Trinidad and Tobago Football Federation (TTFF) presidential hopeful Raymond Tim Kee has been given a glowing recommendation from a former Trinidad and Tobago football captain ahead of the November 11 election.
Clayton Morris of 1989 "Strike Squad" fame endorsed Tim Kee for the position, saying the former TTFF vice president had his heart "in the right place" and the understanding that T&T football is in dire need of reform to overcome the wave of problems it currently faces.
Speaking to the Express yesterday, Morris, former teammate Brian Williams—once a sturdy figure in the T&T defence—and Selby Browne, vice president of the Veteran Footballers Foundation of Trinidad and Tobago (VFFOTT), all called for the restructuring of local football in order to change the national team's fortunes.
But Morris—who previously worked with Tim Kee on the national futsal team—felt T&T needs "a new face" and that the veteran administrator, who is currently running opposite Carib Brewery sponsorship and events manager and cricket pundit Colin Murray, has qualities necessary to do the job.
"When I heard he (Tim Kee) is going up, I really felt there is hope for betterment for football in Trinidad and Tobago," Morris said. "His heart is in the right place because he knows players are the main stakeholders in the game of football."
Morris pointed to the current funding woes of the TTFF, where Minister of Sport Anil Roberts has declared his Ministry will not fund the Federation directly, or its marketing committee led by Anthony Harford, due to queries over spending of funds provided in 2011.
He also listed football development as another issue the new TTFF president will have to deal with, but said that to make progress on these matters, restructuring of local football is first needed.
"They can't continue the same way," said Morris. "What I can say again with Mr Tim Kee, we worked together on the national (futsal) team. We brought these guys out from the ghetto so to speak, most of them had never been on an airplane, sit at a hotel and dine with knife and fork and we were able to bring them together.
"I think Mr Tim Kee understands bringing them down to the grassroots where we want them to go. I think he has the knowledge of what that would take."
Williams also wants to see restructuring of football, and said that local football needs a "new light".

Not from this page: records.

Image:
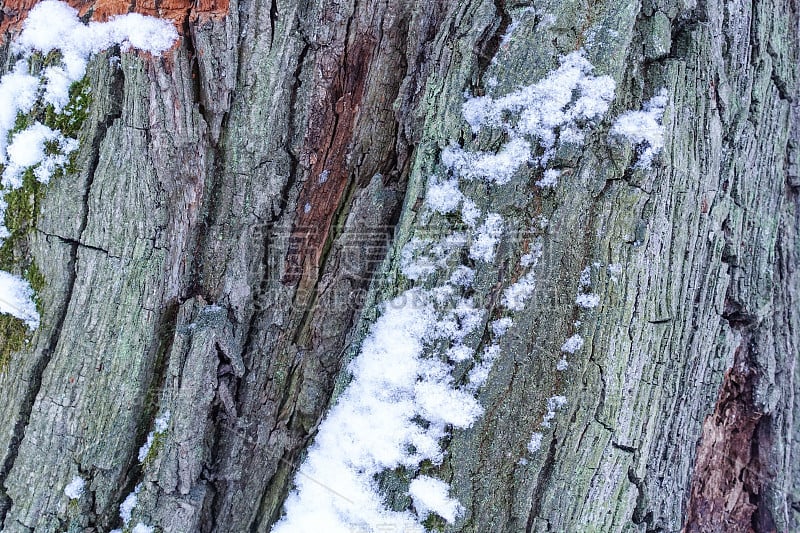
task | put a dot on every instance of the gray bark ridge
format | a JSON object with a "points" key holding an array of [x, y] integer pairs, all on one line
{"points": [[219, 255]]}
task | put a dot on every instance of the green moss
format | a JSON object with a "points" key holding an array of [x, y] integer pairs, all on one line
{"points": [[70, 120], [24, 204], [21, 214], [155, 448]]}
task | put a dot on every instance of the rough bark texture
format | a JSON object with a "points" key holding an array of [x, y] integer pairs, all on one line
{"points": [[220, 250]]}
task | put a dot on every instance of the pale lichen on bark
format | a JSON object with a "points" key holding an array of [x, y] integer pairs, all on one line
{"points": [[185, 273]]}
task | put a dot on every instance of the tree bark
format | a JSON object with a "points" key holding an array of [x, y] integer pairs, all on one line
{"points": [[236, 216]]}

"This presidential election this time will be a very interesting one to the extent to see what will be done with football given its present state," Williams said. "We need some type of new approach. It will be interesting to see who will be the president."
The dreadlocked former T&T defender said that the local leagues need to be united, with direct promotion and demotion between first and second divisions, and the zonal clubs feeding the second tier.

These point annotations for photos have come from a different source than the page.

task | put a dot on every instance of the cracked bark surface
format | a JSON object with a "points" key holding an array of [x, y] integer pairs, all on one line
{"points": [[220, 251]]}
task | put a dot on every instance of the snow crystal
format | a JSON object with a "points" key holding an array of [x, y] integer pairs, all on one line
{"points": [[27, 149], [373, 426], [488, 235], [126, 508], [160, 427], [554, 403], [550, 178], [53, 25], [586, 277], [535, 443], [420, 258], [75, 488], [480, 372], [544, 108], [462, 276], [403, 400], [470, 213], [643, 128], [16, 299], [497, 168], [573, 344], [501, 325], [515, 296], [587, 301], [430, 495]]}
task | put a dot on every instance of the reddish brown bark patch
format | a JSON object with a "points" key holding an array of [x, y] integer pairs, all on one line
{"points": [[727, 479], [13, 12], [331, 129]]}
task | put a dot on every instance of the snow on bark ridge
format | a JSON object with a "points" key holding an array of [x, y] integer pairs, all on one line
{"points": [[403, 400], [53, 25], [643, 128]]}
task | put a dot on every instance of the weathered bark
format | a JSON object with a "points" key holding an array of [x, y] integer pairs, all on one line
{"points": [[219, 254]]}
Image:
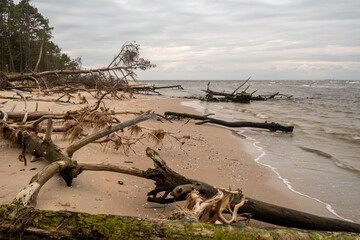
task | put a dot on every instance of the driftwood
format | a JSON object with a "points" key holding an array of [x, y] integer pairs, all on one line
{"points": [[152, 88], [29, 223], [205, 119], [241, 97], [167, 181]]}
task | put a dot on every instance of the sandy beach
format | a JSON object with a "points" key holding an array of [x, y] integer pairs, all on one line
{"points": [[212, 154]]}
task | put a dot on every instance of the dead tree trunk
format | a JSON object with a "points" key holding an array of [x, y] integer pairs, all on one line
{"points": [[271, 126], [29, 223], [166, 180]]}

He also stressed that the current disagreements between the Ministry of Sport and the Federation over funding need to be worked out as quickly as possible.
"The (new) president will have a job on his hands to bring back the faith of the general public in football and put T&T back in the place we used to once enjoy as one of the leading teams in the Caribbean," stated Williams.
And Browne, who has in the past as a member of VFFOTT questioned the legal standing of the TTFF, restated VFFOTT's position that it recognises only the T&T Football Association (TTFA), the predecessor of the Federation.
"Our position from VFFOTT is abundantly clear. It is our view that the legal entity to run football in Trinidad and Tobago is the TTFA."
He revealed that VFFOTT had requested and attended a meeting with the Federation, last week, and there was an acknowledgement by TTFF officials of the football body's legal status.
Fixing this should be a priority, said Browne, followed by changing the structure of local football.
"The other thing is establishing the proper structure to run football in T&T...to place the footballers as the priority or major asset in football.
"In the past football was all about Jack Warner. The reality is that Jack Warner (now) has nothing to do with football."
Browne said he did not know much about what Murray would bring to the table, but credited the current TTFF executive for trying to "put things right". He added, though, that more is needed.
"I do not know how (the withdrawal from the election of interim TTFF president Lennox Watson) augurs for the workings of the new president with the executive in place," said Browne.
"That would have to be with a new person trying to get his executive to move in the direction that is best for football, and not best for individuals as we have had in the past."